Maybe that look was bothering him, and he was just hiding better than I did.
He finally opened his mouth, saying words that came from no where and were only to hurt me. "I know you slept with Eric."
"It's your fault." Just as quickly, I shot back.
"My fault you like to pick fights?" He said, his voice picking up volume. "I don't think that's my fault."
"No!" I yelled. "You're the one who just lets me leave! It's like you want me to leave!"
"Yeah, I want you to leave and sleep with Eric. That's exactly what I want!" He shouted at me.
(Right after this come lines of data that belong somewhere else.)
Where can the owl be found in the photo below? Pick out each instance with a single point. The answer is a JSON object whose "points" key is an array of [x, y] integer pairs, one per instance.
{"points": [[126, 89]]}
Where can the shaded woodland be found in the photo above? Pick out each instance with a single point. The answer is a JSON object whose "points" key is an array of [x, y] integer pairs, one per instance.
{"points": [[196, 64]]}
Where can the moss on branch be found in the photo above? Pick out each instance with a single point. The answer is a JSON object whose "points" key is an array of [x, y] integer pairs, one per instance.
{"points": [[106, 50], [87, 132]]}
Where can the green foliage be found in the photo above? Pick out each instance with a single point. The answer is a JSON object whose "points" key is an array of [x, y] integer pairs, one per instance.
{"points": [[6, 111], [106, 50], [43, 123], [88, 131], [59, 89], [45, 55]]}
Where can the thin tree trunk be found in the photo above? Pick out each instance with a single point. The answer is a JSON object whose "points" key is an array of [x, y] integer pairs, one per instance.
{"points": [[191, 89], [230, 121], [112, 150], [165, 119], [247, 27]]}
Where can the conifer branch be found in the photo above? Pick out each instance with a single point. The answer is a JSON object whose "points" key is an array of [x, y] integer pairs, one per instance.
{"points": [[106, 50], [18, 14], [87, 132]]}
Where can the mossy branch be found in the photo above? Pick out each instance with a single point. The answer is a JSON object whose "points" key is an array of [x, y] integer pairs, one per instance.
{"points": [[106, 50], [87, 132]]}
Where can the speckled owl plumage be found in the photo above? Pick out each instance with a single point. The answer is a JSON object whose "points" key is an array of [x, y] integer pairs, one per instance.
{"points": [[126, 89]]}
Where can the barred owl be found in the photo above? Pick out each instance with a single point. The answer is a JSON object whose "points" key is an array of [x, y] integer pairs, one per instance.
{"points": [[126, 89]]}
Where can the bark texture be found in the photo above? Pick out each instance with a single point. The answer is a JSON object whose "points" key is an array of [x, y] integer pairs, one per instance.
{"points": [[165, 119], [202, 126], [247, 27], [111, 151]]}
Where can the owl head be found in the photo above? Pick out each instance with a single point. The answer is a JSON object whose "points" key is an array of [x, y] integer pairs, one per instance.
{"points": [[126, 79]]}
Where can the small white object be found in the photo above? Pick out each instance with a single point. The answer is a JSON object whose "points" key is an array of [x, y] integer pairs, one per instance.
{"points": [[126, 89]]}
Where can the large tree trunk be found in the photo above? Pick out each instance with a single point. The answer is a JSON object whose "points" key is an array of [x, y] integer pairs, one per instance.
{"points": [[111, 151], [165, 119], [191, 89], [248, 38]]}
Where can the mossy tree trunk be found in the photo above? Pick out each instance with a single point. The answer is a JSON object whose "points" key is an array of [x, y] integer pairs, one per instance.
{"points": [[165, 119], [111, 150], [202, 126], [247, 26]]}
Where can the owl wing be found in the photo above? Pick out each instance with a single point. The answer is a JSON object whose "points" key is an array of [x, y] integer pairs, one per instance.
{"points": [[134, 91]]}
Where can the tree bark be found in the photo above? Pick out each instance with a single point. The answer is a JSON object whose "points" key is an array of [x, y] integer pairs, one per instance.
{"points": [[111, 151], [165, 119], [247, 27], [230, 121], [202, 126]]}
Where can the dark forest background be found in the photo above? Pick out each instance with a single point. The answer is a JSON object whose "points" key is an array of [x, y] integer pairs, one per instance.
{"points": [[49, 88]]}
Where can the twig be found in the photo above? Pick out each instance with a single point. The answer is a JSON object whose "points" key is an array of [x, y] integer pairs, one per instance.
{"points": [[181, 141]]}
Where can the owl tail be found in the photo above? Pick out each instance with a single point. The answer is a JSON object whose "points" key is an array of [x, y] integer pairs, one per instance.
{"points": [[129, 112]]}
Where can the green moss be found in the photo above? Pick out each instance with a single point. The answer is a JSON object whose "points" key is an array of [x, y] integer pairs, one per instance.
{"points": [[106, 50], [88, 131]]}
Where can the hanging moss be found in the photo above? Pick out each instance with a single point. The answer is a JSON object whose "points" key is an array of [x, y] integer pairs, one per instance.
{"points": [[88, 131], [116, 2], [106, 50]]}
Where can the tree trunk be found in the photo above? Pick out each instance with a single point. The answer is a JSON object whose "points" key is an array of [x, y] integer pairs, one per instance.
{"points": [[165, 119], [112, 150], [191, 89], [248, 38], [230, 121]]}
"Fuck off." I clenched my stick, trying to hold my hands down. "I don't know what you fucking want anymore!"
He started for me and I froze. But Eric was suddenly in between us. He kept us apart, but he was the last person I wanted in between us.
I shoved away from them both, skating off. I didn't want to be on the ice anymore. I wanted to be away from all of this. Tears sprung to my eyes. It was hard to fight them off. I reached the bench, waiting to get yelled at. Everyone was staring at me. Why were they staring?
Warm, my neck was warm. I started to feel lightheaded. I didn't realize it until Ken was standing next to me with a towel against my neck.